Ebbene, dopo ben cinque tentativi, ora la procura di Firenze, per quanto riguarda la tesi di Berlusconi e Dell’Utri come mandanti esterni, potrebbe avere il suo “Ciancimino”. Parliamo di Salvatore Baiardo, riesumato per la prima volta dalla trasmissione Report. Tra sorrisini e ammiccamenti, ha affermato di aver visto le fotocopie della famosa agenda rossa di Borsellino in mano a diversi boss, da Graviano fino a Matteo Messina Denaro. Qualche settimana fa, attraverso Tik Tok (sic!), ha smentito quelle affermazioni dicendo chiaramente di aver trollato i giornalisti di Report. Ma pare che abbia trollato anche l’ignaro Massimo Giletti, conduttore di Non è L’arena, facendogli mostrare da lontano, e per pochi secondi, una foto dove a detta ci sarebbe ritratto Berlusconi, Graviano e il generale Francesco Delfino. Tutti e tre appassionatamente in un bar, a bella vista di tutti, sulle sponde del Lago d'Orta, in Piemonte.

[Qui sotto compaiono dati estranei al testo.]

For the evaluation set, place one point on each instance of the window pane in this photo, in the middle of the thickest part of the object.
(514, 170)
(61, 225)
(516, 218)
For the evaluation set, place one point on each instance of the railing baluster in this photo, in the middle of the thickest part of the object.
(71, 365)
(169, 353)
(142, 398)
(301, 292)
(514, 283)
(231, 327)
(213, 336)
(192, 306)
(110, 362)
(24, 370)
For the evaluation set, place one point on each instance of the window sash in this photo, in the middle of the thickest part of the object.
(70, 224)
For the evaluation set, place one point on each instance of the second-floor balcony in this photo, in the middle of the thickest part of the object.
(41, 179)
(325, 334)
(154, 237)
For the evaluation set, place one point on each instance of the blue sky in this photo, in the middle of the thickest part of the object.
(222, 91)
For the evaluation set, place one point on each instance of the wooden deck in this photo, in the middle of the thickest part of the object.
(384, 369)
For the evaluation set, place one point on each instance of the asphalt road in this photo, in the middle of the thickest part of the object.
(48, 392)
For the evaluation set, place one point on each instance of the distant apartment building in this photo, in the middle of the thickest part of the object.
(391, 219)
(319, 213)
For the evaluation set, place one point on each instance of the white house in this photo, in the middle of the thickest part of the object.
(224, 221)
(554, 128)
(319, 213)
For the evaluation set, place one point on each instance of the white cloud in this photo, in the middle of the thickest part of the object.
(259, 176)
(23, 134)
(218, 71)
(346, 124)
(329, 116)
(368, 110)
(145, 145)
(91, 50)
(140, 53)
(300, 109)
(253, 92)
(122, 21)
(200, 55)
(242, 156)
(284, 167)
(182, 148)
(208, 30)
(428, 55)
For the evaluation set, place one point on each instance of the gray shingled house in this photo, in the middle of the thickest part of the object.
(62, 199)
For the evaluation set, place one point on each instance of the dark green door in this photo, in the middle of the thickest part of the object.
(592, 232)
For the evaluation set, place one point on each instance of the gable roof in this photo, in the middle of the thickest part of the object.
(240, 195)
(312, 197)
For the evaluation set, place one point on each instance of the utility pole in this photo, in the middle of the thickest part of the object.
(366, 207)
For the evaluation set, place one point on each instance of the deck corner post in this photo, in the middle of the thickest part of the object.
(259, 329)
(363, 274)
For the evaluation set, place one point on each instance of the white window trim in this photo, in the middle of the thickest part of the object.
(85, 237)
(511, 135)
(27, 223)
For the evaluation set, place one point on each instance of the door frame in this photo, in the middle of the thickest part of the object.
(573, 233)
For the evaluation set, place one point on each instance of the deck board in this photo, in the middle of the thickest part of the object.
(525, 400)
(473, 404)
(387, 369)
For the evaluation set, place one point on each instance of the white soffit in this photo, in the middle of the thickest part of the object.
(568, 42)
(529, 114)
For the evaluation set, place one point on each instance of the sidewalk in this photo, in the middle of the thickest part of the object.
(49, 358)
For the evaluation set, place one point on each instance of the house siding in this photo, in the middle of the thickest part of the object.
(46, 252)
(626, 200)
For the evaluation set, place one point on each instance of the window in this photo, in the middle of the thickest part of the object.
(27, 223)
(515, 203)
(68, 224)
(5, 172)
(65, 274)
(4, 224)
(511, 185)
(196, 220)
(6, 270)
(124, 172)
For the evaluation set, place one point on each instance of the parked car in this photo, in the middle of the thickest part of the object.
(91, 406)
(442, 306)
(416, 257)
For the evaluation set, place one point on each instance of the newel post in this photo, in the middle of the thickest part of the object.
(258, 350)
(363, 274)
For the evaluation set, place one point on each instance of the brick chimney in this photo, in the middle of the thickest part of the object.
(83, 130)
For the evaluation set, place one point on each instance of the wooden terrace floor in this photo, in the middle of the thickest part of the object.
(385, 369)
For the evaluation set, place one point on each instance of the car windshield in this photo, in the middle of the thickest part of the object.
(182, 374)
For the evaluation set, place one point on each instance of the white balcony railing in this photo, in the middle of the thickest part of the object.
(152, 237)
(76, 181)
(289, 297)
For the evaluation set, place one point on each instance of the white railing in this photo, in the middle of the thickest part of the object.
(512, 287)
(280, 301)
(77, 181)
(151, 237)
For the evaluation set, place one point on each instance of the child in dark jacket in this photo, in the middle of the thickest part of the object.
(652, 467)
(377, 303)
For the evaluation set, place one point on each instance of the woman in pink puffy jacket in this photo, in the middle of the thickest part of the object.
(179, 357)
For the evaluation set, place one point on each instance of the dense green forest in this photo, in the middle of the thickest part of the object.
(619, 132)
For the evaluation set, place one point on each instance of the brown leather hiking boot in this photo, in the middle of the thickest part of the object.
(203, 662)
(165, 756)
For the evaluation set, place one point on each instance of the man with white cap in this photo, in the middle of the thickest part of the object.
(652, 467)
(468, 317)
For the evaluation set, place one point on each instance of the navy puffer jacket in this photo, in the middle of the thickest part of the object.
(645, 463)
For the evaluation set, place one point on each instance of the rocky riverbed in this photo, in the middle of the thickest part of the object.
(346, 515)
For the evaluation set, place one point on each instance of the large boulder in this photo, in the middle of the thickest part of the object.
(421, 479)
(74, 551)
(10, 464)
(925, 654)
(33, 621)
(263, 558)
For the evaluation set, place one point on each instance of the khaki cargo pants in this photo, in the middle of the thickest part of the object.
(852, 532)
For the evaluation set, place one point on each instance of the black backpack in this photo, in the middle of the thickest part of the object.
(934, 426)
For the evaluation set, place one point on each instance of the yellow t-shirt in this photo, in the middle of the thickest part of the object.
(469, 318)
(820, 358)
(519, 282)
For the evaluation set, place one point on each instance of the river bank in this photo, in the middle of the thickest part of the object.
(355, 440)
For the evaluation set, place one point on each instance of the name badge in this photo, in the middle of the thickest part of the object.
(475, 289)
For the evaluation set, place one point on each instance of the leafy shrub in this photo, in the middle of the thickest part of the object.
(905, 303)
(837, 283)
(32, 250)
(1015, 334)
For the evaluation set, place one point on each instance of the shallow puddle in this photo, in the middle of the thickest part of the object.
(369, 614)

E proprio grazie a questa presunta foto, mai trovata con le perquisizioni disposte dalla procura, che i pm fiorentini hanno potuto riaprire per la quinta volta l’inchiesta.

Questo procedimento giudiziario, che indaga sulle stragi continentali del 1993, è un mix tra la vecchia inchiesta “sistemi criminali” condotta dagli ex pm palermitani Ingroia e Scarpinato archiviata nel 2000, e quella dove si riesuma l’ipotesi di personaggi esterni alla mafia che avrebbero partecipato agli attentati. Primeggia la vicenda della presenza delle “donne bionde”. In sostanza, si tratta di una specie di terzo livello composto da massoni, imprenditori, P2 e mafie di vario genere che avrebbero dato l’avvio alle stragi per destabilizzare la vita democratica nel nostro Paese. Un teorema che in realtà affiorava già ai tempi di Giovanni Falcone, visto che lui stesso – anche dopo aver vagliato la questione Gladio - l’ha stigmatizzato in tutte le occasioni.

Il teorema della procura di Firenze, come detto, confligge con quello della trattativa. Basterebbe un po’ di logica, che poi è quella che ritroviamo nella sentenza d’appello sulla trattativa che ha assolto con formula piena Marcello Dell’Utri. Secondo il teorema, l’ex senatore sarebbe stato colui che ha veicolato la minaccia mafiosa al governo Berlusconi. Cosa non torna? Secondo l’altra tesi giudiziaria, invece l’ex presidente del Consiglio sarebbe arrivato al governo grazie alle stragi e all’appoggio di Cosa nostra. E allora che bisogno c’era di minacciare?

Così come è difficilissimo trovare una logica nella tesi di Berlusconi e Dell’Utri come mandanti. Pensare che i boss corleonesi prendessero ordini da persone completamente estranee, vuol dire che Falcone non ci ha capito nulla di mafia. Ovviamente, non può essere. Parliamo di un giudice che aveva una mente talmente geniale, che lo stesso Riina l’ha annichilito per farlo soprattutto smettere di pensare. Per capire che si tratta di un’ipotesi che rasenta il fallimento logico, basterebbe attenersi ai fatti. Nel biennio delle stragi del ’92 e ’93, ancora non era nata Forza Italia. Berlusconi non poteva, come ha detto anche Riina nelle intercettazioni, essere avvicinato visto che non aveva nessun potere politico. «Era solo una palazzinaro!», ha detto Riina in 41bis. L’unico contatto era il pagamento del cosiddetto “pizzo”. Lo stesso Riina parla della minaccia di attentati alla ex Standa e ai ripetitori televisivi in Sicilia.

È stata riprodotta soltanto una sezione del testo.